Jesmyn earned her M.F.A. at the University of Michigan in 2005. (Her thesis would eventually become her first novel, Where the Line Bleeds, which spins a tale of siblings in the Yoknapatawpha-esque Bois Sauvage, MS — both of which would come to feature heavily in her fiction.) Also in 2005, the second tragedy would hit the crucible of her rapidly forging talent: Hurricane Katrina. Like many folks in the region, Jesmyn and her family had to evacuate their home as the waters rapidly rose. They attempted to drive to a nearby church but ended up stranded in a field full of tractors. The white family that owned the field came out mid-storm to check on their property and refused to let the Wards, who are black, take refuge in their house, claiming it was too full. And so they sat. When the waters receded a bit, they made their way to the next intersection, where another family took them in. But the experience stuck with Jesmyn. And in 2011, it became her second, ground-breaking, award-winning book: Salvage the Bones. And that is where I fell in love with her.
There are some books that are so moving, so breath taking, that they stick in your craw for years. For me, Salvage the Bones is one of them. It’s a story about a motherless child, herself about to become a mother, as she and her siblings and father (and her brother’s dog) brace for and (spoiler alert) ultimately survive Hurricane Katrina. It is, as the New York Times put it, “a taut, wily novel, smartly plotted and voluptuously written,” and one whose richly imagined characters and their struggles to grow up and get by have stuck with me for years. (Sound familiar? It was featured in the very first installment of our series, Required Reading, three years ago today.) Salvage the Bones won the National Book Award on November 16, 2011, and a literary star was born.
Since then, Jesmyn has gone on to write a memoir (Men We Reaped), edited and contributed to an essay collection (The Fire This Time: A New Generation Speaks About Race), and publish her third novel (Sing, Unburied, Sing!), which earned her her second National Book Award. She was awarded a MacArthur “Genius” Grant in 2017 for her work “exploring the enduring bonds of community and familial love among poor African Americans of the rural South against a landscape of circumscribed possibilities and lost potential.” And when she isn’t blowing minds with her vibrant prose, she is an associate professor of English at Tulane University.

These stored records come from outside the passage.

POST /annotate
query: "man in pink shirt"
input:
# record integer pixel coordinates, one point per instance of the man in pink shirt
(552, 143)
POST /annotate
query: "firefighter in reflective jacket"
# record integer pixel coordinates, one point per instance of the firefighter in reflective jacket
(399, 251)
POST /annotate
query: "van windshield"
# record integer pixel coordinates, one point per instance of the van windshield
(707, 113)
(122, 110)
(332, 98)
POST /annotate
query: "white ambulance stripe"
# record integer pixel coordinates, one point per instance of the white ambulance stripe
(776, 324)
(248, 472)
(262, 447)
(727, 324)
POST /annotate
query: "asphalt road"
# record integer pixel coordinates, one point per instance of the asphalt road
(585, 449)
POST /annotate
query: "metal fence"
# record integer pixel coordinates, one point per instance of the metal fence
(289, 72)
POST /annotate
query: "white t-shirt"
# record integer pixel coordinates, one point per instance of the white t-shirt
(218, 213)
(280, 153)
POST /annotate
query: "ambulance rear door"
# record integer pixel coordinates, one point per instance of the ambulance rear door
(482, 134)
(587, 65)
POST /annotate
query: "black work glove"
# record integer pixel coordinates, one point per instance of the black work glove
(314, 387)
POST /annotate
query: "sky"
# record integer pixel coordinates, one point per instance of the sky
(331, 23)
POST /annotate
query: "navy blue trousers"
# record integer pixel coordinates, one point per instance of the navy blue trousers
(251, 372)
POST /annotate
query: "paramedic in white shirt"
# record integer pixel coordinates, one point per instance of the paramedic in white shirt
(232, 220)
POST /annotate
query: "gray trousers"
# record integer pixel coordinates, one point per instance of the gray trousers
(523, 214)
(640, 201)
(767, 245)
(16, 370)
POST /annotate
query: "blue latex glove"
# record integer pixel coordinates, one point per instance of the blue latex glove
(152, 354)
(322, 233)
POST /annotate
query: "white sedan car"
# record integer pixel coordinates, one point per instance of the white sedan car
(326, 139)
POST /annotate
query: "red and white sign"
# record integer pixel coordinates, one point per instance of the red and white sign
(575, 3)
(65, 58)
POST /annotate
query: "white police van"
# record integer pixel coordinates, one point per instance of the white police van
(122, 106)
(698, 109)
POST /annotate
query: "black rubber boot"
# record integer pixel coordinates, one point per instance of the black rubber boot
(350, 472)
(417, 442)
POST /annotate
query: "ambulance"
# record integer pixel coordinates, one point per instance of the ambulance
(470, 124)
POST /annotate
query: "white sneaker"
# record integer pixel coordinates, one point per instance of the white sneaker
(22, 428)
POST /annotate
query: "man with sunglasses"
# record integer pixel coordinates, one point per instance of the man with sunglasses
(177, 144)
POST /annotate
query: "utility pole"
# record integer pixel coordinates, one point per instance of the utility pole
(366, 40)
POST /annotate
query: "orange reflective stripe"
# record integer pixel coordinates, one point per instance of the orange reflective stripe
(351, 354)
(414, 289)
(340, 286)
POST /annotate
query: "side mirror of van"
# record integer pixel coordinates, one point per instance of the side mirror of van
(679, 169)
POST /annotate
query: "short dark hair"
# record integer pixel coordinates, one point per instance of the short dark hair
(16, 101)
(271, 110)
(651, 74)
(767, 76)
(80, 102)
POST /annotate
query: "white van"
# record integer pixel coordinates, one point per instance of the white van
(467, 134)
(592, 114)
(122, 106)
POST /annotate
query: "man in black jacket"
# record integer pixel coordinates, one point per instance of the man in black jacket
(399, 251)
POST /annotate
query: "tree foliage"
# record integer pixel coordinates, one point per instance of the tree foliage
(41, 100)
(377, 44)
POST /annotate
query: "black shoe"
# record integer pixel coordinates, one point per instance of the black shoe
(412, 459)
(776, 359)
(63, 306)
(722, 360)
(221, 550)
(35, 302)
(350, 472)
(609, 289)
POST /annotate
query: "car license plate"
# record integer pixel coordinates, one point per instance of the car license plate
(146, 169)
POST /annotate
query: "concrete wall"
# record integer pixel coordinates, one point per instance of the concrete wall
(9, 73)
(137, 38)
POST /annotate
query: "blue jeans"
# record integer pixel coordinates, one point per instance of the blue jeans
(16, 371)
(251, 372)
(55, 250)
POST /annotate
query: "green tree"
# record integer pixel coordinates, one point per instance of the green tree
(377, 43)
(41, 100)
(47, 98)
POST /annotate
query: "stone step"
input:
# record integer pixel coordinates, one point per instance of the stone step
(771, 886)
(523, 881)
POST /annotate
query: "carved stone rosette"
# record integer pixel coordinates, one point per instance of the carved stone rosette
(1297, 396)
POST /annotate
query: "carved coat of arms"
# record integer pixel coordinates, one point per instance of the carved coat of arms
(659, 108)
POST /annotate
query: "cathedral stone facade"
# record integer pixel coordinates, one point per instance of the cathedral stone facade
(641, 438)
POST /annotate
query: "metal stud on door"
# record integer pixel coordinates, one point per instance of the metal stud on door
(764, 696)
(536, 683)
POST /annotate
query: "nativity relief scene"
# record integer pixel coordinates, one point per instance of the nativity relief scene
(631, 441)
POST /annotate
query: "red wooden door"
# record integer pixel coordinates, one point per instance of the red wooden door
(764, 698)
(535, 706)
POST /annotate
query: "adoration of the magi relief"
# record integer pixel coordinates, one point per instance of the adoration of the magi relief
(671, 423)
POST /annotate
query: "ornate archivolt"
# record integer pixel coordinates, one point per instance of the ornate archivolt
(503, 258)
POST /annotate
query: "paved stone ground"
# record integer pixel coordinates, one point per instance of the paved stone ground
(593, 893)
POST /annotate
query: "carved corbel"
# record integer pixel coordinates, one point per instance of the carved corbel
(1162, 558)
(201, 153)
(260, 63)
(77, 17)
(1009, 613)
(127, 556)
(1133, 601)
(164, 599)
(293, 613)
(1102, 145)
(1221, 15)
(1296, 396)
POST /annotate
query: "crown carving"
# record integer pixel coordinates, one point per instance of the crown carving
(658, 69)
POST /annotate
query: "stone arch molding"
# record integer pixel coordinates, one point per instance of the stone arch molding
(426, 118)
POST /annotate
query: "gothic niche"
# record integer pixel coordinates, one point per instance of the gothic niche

When describing Salvage the Bones, Jesmyn said, “Here in these Mississippi coastal backwoods, there are motherless children, beautiful pit bulls, lost girls, boys who ride bikes without seats, fights in basketball gyms, births, deaths, and more. Sit with me on the lip of this ditch. Come on: let me tell you a story.” She follows in a great tradition of Southern storytellers: steeped in lore, clear-eyed to the realities of the present, and shining a light on the dustier, muddier, darker corners of our world. She tells the stories of the people who don’t often get the spotlight, and she does it with grace and honesty. And I’ll just be sitting here, on the lip of the ditch, waiting for her to tell me another one.